C’Est l’image d’vne ieune Fille nuë, belle à merueilles, reſplendiſſante, & couronnée de Laurier. Elle eſt aſſiſe ſur vn Ciel eſtoillé, d’où elle regarde en haut, auec vn viſage ioyeux, tenant de la main gauche vne Palme, & de la droite vne Flamme de feu.

On la peint ieune & de belle humeur, pource que la ioye, la ſanté, les biens incorruptibles, & toutes les graces particulieres, qui accompagnent les ieunes gens, ſont inſeparables d’auec elle.

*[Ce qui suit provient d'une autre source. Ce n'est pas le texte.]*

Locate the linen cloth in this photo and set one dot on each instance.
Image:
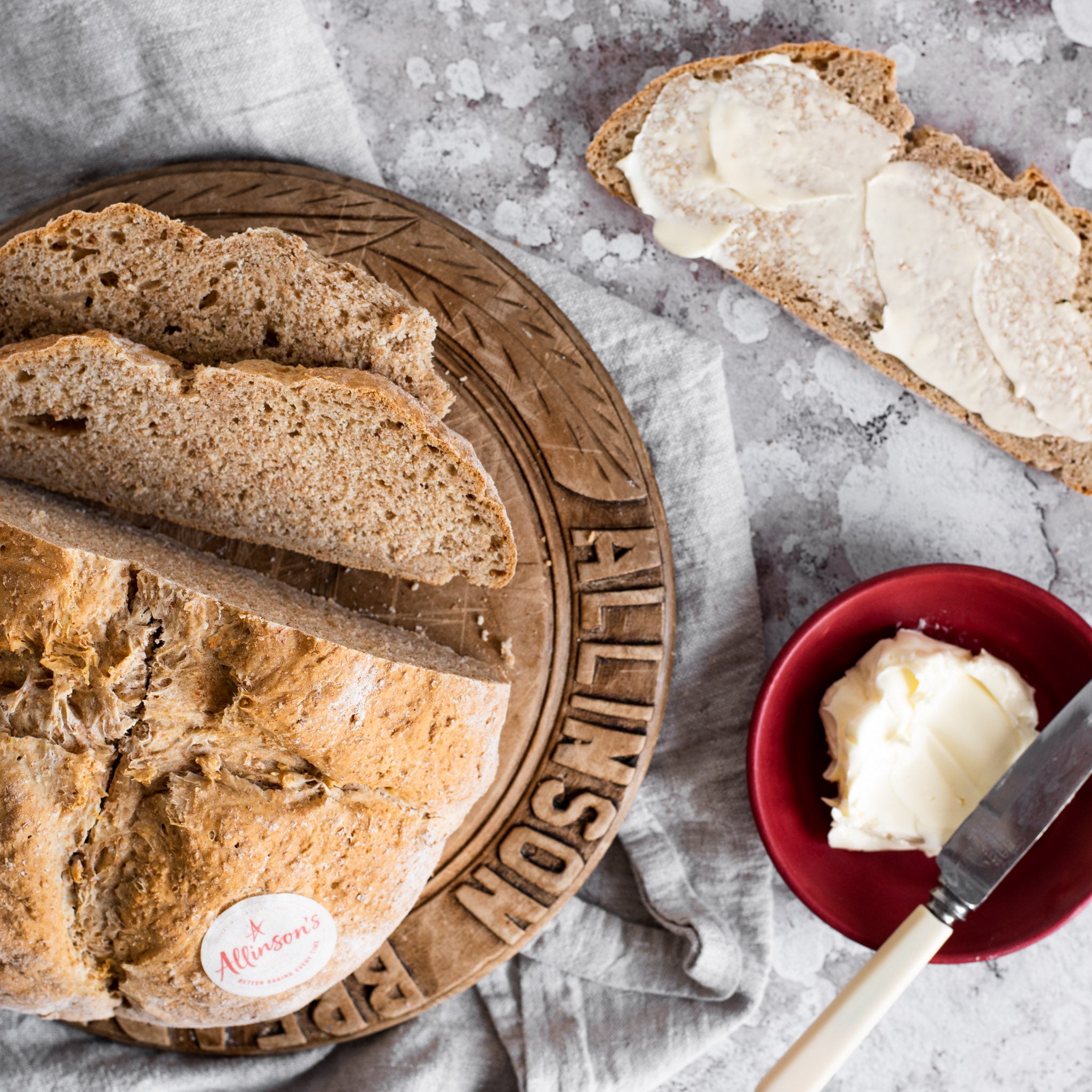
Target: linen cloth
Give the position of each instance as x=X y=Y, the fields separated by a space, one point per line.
x=667 y=948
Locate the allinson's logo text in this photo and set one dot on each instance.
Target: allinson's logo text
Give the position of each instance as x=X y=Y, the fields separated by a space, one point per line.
x=268 y=944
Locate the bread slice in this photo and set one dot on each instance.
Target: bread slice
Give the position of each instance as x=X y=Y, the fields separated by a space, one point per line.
x=332 y=462
x=869 y=81
x=178 y=734
x=260 y=294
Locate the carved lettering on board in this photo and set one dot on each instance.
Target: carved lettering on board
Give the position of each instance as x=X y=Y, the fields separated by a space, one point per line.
x=597 y=751
x=501 y=908
x=592 y=604
x=291 y=1035
x=624 y=710
x=335 y=1014
x=544 y=806
x=617 y=553
x=394 y=991
x=590 y=652
x=513 y=852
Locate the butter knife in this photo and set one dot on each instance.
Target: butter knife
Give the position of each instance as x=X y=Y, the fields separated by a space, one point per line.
x=994 y=837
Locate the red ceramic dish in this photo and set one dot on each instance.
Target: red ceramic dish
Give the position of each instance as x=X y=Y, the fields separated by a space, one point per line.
x=866 y=896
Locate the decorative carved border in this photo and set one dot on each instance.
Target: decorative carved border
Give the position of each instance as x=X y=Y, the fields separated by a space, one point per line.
x=564 y=428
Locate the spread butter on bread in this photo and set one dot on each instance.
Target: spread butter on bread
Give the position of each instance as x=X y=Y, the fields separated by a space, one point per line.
x=798 y=170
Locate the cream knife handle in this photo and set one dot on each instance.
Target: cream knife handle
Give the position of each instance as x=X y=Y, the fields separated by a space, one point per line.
x=822 y=1051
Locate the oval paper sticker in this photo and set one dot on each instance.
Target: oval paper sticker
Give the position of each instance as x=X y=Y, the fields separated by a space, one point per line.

Elle eſt nuë, à cauſe qu’elle n’a nullement beſoin de ſe couurir des biens periſſables d’icy bas, ou pour s’en parer, ou pour subuenir aux incommoditez de la vie, trouuant comme elle fait en ſoy-meſme, le comble des vrays contentemens, ſans qu’il ſoit beſoin qu’elle les cherche en autruy.

Ses treſſes dorées, ſont des figures d’vne Paix immortelle, & qui eſt pleine de ſeureté. Car il n’y a celuy qui ne ſçache, que l’or eſtoit vn ſymbole d’vnion, en ce premier aage où les hommes viuoient dans l’innocence, ſans violer tant ſoit peu les Loix de la Nature. Le Ciel eſtoillé ſur qui elle eſt aſſiſe, Que la vraye felicité des Bien-heureux, n’eſt ſujette, ny au cours des Aſtres, ny au mouuement des Saiſons. La Palme jointe à la Couronne de Laurier, Qu’on ne peut s’ouurir vne entrée au Paradis que par les tribulations ; Eſtant certain, comme dit sainct Paul, Qu’il faut combattre de bonne façon, pour receuoir la couronne de gloire ; Et la Flamme ardante, Qu’vn bon Chreſtien doit eſtre embrazé de l’Amour de Dieu, & auoir ſans ceſſe les yeux de l’ame eſleuez à la contemplation de ce Createur de toutes choſes, puis qu’en cecy principallement conſiſte le plus haut point d’vne perdurable beatitude.